The goal of this paper is to show how different machine learning tools on the Riemannian manifold $\mathcal{P}_d$ of Symmetric Positive Definite (SPD) matrices can be united under a probabilistic framework. For this, we will need several Gaussian distributions defined on $\mathcal{P}_d$. We will show how popular classifiers on $\mathcal{P}_d$ can be reinterpreted as Bayes Classifiers using these Gaussian distributions. These distributions will also be used for outlier detection and dimension reduction.

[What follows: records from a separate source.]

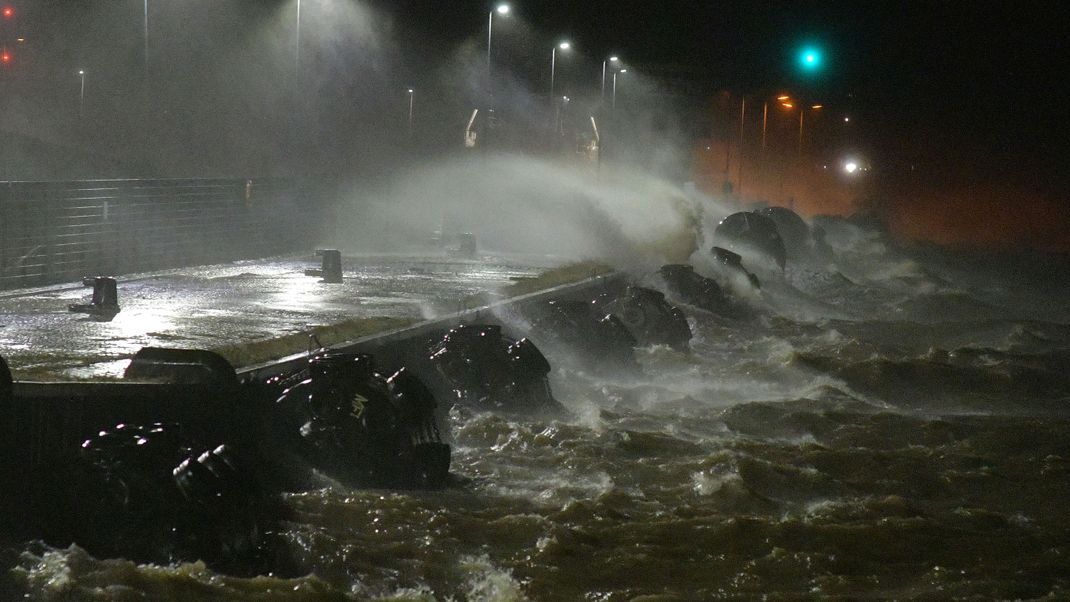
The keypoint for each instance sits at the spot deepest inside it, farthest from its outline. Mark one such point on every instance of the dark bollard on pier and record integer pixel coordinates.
(331, 268)
(105, 302)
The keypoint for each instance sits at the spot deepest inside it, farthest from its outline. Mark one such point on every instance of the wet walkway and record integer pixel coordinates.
(239, 304)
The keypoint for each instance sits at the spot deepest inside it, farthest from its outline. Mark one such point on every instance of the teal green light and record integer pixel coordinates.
(810, 59)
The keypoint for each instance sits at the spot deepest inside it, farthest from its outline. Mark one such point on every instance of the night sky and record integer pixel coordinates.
(981, 82)
(986, 79)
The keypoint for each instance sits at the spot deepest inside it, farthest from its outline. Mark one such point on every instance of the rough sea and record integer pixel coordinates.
(888, 422)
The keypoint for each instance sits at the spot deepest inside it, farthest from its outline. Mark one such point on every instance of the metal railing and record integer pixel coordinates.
(61, 231)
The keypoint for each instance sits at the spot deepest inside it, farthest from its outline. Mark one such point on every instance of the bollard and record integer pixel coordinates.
(331, 268)
(105, 299)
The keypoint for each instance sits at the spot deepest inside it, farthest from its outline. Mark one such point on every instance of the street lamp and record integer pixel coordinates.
(501, 10)
(81, 93)
(613, 101)
(553, 61)
(296, 41)
(553, 67)
(614, 60)
(412, 93)
(147, 36)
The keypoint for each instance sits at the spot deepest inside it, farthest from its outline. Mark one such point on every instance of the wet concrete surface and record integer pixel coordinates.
(209, 307)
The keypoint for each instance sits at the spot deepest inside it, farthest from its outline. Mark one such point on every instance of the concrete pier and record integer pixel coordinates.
(248, 311)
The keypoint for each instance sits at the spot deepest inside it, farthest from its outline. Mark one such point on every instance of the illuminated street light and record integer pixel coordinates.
(613, 60)
(613, 103)
(501, 10)
(553, 66)
(553, 61)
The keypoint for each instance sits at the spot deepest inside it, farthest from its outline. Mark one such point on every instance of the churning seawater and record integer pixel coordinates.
(892, 423)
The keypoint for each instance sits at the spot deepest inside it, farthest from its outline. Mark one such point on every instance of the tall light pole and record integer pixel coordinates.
(553, 67)
(412, 93)
(553, 62)
(614, 60)
(613, 102)
(743, 113)
(296, 41)
(81, 93)
(501, 10)
(147, 36)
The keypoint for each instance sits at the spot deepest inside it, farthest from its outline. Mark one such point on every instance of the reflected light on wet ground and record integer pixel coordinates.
(208, 307)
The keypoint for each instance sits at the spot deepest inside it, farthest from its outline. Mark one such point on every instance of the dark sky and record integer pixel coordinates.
(983, 78)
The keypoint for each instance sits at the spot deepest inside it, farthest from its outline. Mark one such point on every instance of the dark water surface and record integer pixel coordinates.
(892, 425)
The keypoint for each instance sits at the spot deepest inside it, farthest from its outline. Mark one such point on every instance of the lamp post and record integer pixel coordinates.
(553, 68)
(296, 42)
(612, 60)
(412, 94)
(147, 36)
(553, 62)
(81, 93)
(613, 97)
(501, 10)
(743, 114)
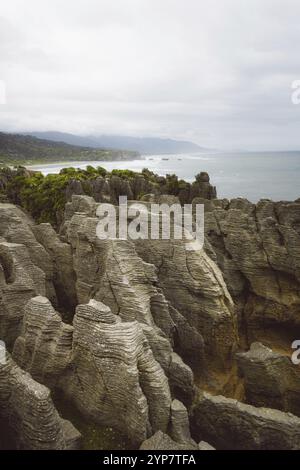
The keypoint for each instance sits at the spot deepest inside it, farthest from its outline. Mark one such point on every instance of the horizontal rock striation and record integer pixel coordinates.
(103, 365)
(29, 411)
(229, 424)
(257, 247)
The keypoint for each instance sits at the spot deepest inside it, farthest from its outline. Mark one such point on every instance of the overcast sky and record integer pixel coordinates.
(217, 72)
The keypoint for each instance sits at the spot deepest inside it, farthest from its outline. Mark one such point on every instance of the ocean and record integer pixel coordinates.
(252, 175)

By showing that those distributions are pervasive in the tools used on $\mathcal{P}_d$, we allow for other machine learning tools to be extended to $\mathcal{P}_d$.

翻译：本文旨在阐明对称正定矩阵黎曼流形 $\mathcal{P}_d$ 上的多种机器学习工具如何通过概率框架实现统一。为此，我们需要在 $\mathcal{P}_d$ 上定义若干高斯分布。我们将展示 $\mathcal{P}_d$ 上常用的分类器如何通过这些高斯分布重新解释为贝叶斯分类器。这些分布还将用于异常检测与降维分析。通过证明这些分布在 $\mathcal{P}_d$ 相关工具中的普遍性，我们为其他机器学习工具向 $\mathcal{P}_d$ 的扩展提供了理论基础。